The Berkley Mid-Atlantic Group, a Virginia-based insurance operation working across a number of Mid-Atlantic states, also announced to brokers last month it would exclude oil and gas operations from policies "due to the large loss potential associated with these operations," according to an email provided to the Post-Gazette.
Berkley provides insurance to commercial operators such as contractors and the hospitality industry, and wants any of those clients venturing into the oil and gas industry to seek coverage from a sister company, said President and CEO Kevin Nattrass. That means if a trucking company covered under Berkley is contracted to haul wastewater for a driller, that company's oil and gas work would be excluded from its original policy.
Subcontractors can be in an especially tricky situation with insurance since they may not be privy to all of the details of the chemical composition of the risky material they're handling, said Michael Conley, a principal at the Philadelphia office of the Offit Kurman law firm and an expert on drilling insurance.
"If you back up and hit a water tank, that's one thing," said Mr. Conley. "If you back up and hit a chemical tank, that's completely different."
From a lease holder's perspective, Mr. Conley said it's become more common to see homeowners added to a company insurance policy as part of the lease agreement.
"You have to have the right type of insurance to protect you," he said. "Because if God forbid there is a claim, they'll come after everybody: the property owner, the drilling company and everyone associated with it."
Proponents of insurance regulation at a state level say making it more common in drilling states will encourage best practices among companies, which can use good safety records to lobby for lower premiums.
"In situations where there are disagreements or distrust between energy regulators and the energy producers, insurers could play a valuable role as an independent third party known to be focused solely on those safety practices that are most effective and cost-efficient," wrote three actuaries at the New York office of the Milliman Inc. actuarial and consulting firm in a report published in June.

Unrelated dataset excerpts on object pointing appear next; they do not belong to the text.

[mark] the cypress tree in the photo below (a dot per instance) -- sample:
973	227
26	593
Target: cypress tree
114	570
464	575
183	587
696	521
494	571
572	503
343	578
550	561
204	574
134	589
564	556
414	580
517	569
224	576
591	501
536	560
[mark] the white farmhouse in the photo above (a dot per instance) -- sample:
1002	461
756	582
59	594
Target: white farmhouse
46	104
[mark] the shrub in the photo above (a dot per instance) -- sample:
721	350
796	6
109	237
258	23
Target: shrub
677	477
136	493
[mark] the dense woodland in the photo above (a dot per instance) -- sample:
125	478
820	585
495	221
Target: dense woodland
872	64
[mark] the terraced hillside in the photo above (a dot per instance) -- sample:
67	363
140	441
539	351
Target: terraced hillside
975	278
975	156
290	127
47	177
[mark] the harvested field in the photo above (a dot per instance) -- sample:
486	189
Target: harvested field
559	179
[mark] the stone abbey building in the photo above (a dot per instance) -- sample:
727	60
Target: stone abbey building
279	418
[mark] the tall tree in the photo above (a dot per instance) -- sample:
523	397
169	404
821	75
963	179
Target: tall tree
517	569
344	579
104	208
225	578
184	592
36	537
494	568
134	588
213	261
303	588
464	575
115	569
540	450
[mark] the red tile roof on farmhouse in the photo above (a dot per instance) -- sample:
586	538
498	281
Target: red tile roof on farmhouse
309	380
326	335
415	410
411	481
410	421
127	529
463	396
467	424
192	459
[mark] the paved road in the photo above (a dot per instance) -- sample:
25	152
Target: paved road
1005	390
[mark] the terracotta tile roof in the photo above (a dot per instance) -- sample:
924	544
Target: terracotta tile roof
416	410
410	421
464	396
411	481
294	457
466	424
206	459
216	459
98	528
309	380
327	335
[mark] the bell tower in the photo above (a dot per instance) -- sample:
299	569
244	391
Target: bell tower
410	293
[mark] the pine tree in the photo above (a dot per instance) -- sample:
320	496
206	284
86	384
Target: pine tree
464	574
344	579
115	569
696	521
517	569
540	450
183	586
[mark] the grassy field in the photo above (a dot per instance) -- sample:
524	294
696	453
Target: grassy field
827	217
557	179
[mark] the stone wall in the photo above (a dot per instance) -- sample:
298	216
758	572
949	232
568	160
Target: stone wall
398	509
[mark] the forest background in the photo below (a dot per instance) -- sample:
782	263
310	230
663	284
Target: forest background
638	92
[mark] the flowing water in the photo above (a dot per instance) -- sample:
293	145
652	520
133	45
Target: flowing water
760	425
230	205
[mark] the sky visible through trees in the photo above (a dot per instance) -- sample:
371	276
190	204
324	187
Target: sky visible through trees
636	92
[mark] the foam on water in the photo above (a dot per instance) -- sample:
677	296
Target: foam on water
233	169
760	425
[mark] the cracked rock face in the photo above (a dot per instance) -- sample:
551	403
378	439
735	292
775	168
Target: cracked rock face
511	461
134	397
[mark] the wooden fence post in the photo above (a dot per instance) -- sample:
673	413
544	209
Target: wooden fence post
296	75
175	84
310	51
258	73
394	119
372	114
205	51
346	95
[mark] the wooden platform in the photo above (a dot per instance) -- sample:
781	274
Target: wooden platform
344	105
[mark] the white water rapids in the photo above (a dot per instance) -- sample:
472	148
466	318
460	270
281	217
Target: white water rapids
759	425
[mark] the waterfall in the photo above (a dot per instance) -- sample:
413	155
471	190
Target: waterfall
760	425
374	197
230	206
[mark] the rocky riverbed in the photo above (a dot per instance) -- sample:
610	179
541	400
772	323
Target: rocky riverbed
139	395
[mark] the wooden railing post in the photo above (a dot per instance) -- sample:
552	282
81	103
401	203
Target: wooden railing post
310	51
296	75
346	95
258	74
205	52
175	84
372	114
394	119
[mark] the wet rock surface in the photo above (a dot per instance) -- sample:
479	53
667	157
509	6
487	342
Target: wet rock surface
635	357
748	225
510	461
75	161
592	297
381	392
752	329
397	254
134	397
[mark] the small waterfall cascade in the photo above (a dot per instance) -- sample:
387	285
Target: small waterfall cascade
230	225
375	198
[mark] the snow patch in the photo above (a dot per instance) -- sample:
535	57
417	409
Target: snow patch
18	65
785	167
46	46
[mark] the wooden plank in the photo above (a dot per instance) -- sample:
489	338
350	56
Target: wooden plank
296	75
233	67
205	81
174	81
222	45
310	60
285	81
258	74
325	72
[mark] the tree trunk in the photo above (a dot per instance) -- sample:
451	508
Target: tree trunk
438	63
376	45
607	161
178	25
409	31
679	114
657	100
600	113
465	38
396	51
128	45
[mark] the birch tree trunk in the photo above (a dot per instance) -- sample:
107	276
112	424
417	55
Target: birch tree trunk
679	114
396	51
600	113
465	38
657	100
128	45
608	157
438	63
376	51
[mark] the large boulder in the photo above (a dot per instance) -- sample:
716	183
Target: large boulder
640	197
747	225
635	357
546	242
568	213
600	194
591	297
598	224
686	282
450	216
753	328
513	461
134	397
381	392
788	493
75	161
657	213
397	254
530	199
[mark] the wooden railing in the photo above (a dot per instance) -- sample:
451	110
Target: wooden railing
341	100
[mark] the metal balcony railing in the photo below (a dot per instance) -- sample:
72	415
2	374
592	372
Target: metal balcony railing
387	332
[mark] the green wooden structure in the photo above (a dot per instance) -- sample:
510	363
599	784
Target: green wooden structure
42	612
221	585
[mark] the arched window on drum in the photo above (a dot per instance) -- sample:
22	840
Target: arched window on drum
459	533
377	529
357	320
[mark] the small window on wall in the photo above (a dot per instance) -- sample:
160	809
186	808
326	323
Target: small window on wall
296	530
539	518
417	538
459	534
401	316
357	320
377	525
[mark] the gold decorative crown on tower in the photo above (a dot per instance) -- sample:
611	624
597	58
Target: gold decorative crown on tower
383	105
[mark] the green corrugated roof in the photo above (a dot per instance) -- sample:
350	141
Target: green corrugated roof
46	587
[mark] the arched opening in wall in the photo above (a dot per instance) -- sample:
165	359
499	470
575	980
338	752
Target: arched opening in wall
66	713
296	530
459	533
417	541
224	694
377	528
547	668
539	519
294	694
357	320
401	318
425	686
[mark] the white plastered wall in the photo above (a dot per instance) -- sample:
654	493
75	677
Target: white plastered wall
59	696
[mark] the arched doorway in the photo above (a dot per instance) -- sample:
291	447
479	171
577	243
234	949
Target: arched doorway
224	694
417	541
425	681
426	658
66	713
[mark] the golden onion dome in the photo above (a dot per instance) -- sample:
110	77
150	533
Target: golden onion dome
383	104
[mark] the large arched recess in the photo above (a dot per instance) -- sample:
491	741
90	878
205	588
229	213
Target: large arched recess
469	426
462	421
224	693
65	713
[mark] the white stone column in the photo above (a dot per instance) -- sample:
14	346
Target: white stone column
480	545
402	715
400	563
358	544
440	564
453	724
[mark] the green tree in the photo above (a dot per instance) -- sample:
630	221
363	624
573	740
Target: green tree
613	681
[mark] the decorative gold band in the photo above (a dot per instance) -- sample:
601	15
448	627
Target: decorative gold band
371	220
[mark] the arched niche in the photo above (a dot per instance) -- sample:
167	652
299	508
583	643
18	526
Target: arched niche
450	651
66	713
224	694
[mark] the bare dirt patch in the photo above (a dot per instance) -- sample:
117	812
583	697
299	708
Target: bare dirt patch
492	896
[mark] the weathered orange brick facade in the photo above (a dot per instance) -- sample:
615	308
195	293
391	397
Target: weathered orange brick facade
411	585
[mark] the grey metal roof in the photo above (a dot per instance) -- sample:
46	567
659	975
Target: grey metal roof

Another industry outfit, the Mechanicsburg-based Insurance Agents and Brokers group, circulated an internal letter to members earlier this year suggesting they acquaint themselves with some of the impending insurance land mines associated with gas drilling.
Among those potential hazards: diminished home values, long-term pollution concerns and even earthquake coverage after a state probe in Ohio ruled that wastewater injection wells caused a series of earthquakes there.
"The potential exposures for explosion, pollution, etc., are substantial, and it is likely some of these exposures will not (or in some cases cannot) be covered by the policy," the article said.
Meanwhile, Ohio passed legislation in May that required companies drilling the kind of horizontal wells used in shale development to get at least $5 million in insurance coverage. No similar requirement exists in Pennsylvania, though it has been hinted at in campaign spots.
In a radio ad about Marcellus Shale development produced for his 2010 campaign, Gov. Tom Corbett said the state "must require each driller to purchase sufficient insurance to fully cover any harm they cause."